Fintechs and brokerages are vying for a smaller piece of your investing wallet.

As the value of hot stocks soars beyond what some investors can pay—Amazon is $2,442 per share, Berkshire Hathaway is $278,640 per share—brokerages are attracting new customers by giving investors the ability to buy a fraction of a share.

Fidelity Investments began offering partial stock trades to clients in late January after rival Robinhood announced its fractional trading plans in December. And today Charles Schwab will launch Stock Slices, giving investors the ability to invest in a portion of an S&P 500 stock starting at $5. According to the company, Slices was built in response to burgeoning demand for the so-called FAANG stocks—Facebook, Amazon, Apple, Netflix, Google—the lowest of which, Facebook, currently trades at $225 per share.

“We started hearing about investors who are interested in getting into the market and maybe wanted to participate in the FAANG stocks and tech companies, but saw these prices and felt sticker shock,” said Neesha Hathi, chief digital officer at Charles Schwab.

For brokerages, fractional shares could be a significant way to attract new, younger investors that see the high returns tech companies can bring but are wary of dipping a $200 toe into the water. Anthony Noto, CEO of fintech SoFi, told CNBC recently that 40% of trades via its brokerage platform came from fractional shares.

“We believe that the millennial earlier investor would be where the demand would be,” said Hathi.

But in an age of zero commissions, the key for brokerages isn’t simply getting investors to try fractional trading, but persuading them to stick around and sample the rest of a company’s offerings.

The trend toward fractional trading also comes at a time when stock splits—when companies with high share prices fractionalize shares to more affordable levels—have fallen out of favor (Apple is one outlier, having split its stock several times). A higher stock price after all could mean less volatility and a tighter hold on who the owns the shares, as Berkshire Hathaway CEO Warren Buffett famously opined in 1984 letter to shareholders.

Unlike, say, Fidelity, Charles Schwab has constrained its fractional trading to the S&P 500—where it sees the most demand. That also means investors with a taste for risk who hope to invest in yet unprofitable companies for a fraction of the cost won’t be able to invest in Tesla or Spotify, as the index excludes companies that have not reported positive earnings in the most recent four quarters. But Charles Schwab isn’t ruling out a wider net either.

“We would very much be interested in broadening the universe” if clients are interested, said Hathi.
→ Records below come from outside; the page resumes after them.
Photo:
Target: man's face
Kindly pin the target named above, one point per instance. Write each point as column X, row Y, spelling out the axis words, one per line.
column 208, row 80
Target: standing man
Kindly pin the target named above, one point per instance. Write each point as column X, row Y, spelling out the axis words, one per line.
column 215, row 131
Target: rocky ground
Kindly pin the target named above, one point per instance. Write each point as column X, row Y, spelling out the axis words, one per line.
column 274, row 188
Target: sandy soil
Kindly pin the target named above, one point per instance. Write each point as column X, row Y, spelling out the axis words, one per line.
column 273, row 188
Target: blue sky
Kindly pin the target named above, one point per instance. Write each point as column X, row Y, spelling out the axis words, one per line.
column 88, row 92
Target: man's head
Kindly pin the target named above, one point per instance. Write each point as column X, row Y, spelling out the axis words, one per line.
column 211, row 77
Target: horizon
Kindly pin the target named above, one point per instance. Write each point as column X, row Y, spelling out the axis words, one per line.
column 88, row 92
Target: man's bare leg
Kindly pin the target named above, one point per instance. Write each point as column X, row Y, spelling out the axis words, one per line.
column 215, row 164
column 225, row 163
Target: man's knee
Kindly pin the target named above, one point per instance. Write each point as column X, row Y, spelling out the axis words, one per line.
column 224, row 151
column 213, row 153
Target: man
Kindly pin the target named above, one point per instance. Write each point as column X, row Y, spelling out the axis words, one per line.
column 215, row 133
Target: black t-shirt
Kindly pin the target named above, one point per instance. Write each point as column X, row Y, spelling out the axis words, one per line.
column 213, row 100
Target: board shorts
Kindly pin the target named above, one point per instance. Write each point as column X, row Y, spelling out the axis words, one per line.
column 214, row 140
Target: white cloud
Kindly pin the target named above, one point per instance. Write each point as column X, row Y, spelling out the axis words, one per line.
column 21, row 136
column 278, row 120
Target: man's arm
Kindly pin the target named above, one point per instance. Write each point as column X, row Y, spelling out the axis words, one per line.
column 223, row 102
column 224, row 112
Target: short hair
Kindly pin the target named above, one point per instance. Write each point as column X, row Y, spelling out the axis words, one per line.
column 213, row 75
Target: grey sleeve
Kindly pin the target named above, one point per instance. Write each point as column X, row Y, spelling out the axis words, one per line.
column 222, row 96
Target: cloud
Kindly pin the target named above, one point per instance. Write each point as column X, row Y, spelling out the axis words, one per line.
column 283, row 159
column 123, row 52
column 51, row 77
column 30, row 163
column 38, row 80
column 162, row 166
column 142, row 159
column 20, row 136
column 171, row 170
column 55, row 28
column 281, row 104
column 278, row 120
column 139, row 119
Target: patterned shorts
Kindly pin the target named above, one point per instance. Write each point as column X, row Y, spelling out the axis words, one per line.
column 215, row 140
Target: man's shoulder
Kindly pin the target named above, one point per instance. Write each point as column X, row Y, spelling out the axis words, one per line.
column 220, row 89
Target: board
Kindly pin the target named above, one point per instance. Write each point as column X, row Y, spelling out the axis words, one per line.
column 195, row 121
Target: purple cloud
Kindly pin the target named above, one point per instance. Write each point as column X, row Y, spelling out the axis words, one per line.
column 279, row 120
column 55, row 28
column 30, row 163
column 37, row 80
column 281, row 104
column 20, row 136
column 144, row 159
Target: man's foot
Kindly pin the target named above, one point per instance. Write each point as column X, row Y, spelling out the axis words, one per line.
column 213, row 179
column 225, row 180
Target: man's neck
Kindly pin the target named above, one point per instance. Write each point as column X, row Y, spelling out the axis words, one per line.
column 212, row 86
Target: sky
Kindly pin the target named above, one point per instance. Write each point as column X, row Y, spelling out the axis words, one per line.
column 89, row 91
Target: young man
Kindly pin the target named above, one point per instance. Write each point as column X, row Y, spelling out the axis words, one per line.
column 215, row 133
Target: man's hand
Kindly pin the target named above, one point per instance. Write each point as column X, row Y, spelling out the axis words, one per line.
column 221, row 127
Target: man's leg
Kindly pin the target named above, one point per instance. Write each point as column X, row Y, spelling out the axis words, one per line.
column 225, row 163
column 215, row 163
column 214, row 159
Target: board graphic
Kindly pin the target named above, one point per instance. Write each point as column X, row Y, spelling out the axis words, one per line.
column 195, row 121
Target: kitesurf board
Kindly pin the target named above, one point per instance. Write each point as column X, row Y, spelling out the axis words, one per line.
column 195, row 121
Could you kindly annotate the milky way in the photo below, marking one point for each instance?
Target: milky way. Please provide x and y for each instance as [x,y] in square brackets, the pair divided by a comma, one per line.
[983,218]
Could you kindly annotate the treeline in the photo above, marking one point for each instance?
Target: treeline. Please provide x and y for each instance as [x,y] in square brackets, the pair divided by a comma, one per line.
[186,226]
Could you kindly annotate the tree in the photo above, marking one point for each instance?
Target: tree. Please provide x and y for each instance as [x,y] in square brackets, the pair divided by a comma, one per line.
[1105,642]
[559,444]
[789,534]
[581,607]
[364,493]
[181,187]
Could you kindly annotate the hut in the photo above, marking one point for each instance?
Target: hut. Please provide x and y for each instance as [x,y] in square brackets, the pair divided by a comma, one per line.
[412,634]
More must-read finance coverage from Fortune:

  • When it comes to earnings, Wall Street has already moved on to 2021
  • How much of the bear market losses have been recovered?
  • These five stocks are eating up your index fund. Here’s a better strategy for investing in this market
  • These stocks may benefit from the resurgence of the Great American Road Trip
  • What happens to an investor’s shares when a company delists?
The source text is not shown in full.